Los silencios está em cartaz em abril e maio nos cinemas do IMS Paulista e IMS Rio
Para mim, o processo de pesquisa é fundamental para a feitura de qualquer filme. Adoro mergulhar em universos que parecem distantes do meu, mas que logo descubro o quão íntimos e pessoais também podem ser. Quando percebo, me vejo no outro, e descubro nossa humanidade compartilhada. Este filme chegou até mim por uma amiga colombiana, que me contou uma história de quando imigrou para o Brasil, ainda criança. A partir daí, comecei a sonhar com as imagens que ela me trouxe e comecei a entrevistar mais de 80 famílias de imigrantes colombianos vivendo no Brasil, muitas delas em Manaus e em São Paulo, com o apoio do Fundo Ibermedia, para o desenvolvimento do projeto. Li dezenas de livros, passei meses viajando, tanto na Colômbia quanto na Amazônia brasileira, ouvindo relatos, absorvendo tudo. Para então deixar tudo de lado e começar a escrever, e reescrever o roteiro, livremente, confiando que meu consciente havia absorvido tudo o que era necessário para contar esta história. Desde que ouvi a história de minha amiga, até o primeiro dia de filmagem, passaram-se oito anos. Agora, no lançamento, vai fazer quase 10 anos que tudo começou.
Eu estava buscando locações de comunidades de palafitas, quando encontrei a ilha da Fantasia, na fronteira entre Brasil, Peru e Colômbia, parcialmente submersa pelo rio Amazonas. Era o lugar perfeito para contar esta história de pessoas ‘entre mundos’: entre países, entre a vida e a morte, entre línguas, silêncios, entre fronteiras. Conversando com os habitantes do lugar, percebi que ali havia toda uma cosmologia fantasmagórica que simplesmente era a concretização daquilo que estava buscando. Foi realmente mágico! Aí resolvi reescrever o roteiro, para poder ter aquelas pessoas de verdade atuando no filme, trazendo seus conflitos para a tela, como quando fazem a assembleia em que se negam a vender a ilha para um empreendimento imobiliário. Isso aconteceu de verdade ali. E essa tensão entre a resistência deles em permanecer naquele território e agentes que querem expulsá-los continua acontecendo. Como em tantas partes da América Latina.

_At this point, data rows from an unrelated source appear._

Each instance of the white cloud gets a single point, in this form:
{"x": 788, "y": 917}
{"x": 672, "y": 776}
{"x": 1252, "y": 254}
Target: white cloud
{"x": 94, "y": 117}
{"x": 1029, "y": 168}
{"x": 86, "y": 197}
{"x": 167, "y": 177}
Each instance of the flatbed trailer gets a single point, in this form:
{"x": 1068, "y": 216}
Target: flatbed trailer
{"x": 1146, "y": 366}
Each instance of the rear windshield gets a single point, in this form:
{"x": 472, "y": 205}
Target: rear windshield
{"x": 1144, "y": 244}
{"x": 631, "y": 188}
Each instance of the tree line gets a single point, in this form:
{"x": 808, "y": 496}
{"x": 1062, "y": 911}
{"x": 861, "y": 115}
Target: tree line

Durante as filmagens, fomos três vezes com a equipe rodar no Amazonas, pois era importante pro filme pegar o movimento das águas, que sobem no filme e invadem a casa de palafitas onde a família está, conforme o processo de luto da mãe também transborda. Na época da cheia, tivemos que dividir as equipes em canoas e barquinhos: havia um barco para a câmera, onde só estava a DOP, o foquista e eu, para ser o mais estável possível, outro barco com a equipe de som, outro com a equipe de arte, outro com o elenco, outro com a produção, e por aí vai. Teve uma vez que todos os barcos chegaram ao set de filmagem, mas o barqueiro do som, por algum motivo, se enganou, levou a equipe de som pro Peru. Ficamos um tempão esperando eles voltarem. Houve cenas também em que tivemos que andar mais de 45 minutos na floresta com a equipe e equipamentos, para rodar à noite num canto onde acontece a cena final, com mais de 56 barqueiros. Houve tempestades que quase levaram nosso cenário embora. Teve de tudo. Dizem que a Amazônia te coloca de frente com seus maiores medos, e, sem dúvida, ali percebemos que somos formiguinhas com quase nenhum controle sobre a natureza. Eu só torcia para este não ser mais um Fitzcarraldo, e todos voltarem bem e salvos para casa.
Para além disso, tínhamos três bebês sendo amamentados enquanto rodávamos o filme. Eu era uma das mães amamentando, e isso também exigiu uma logística para que essas crianças pudessem estar conosco nessa região, num ambiente seguro.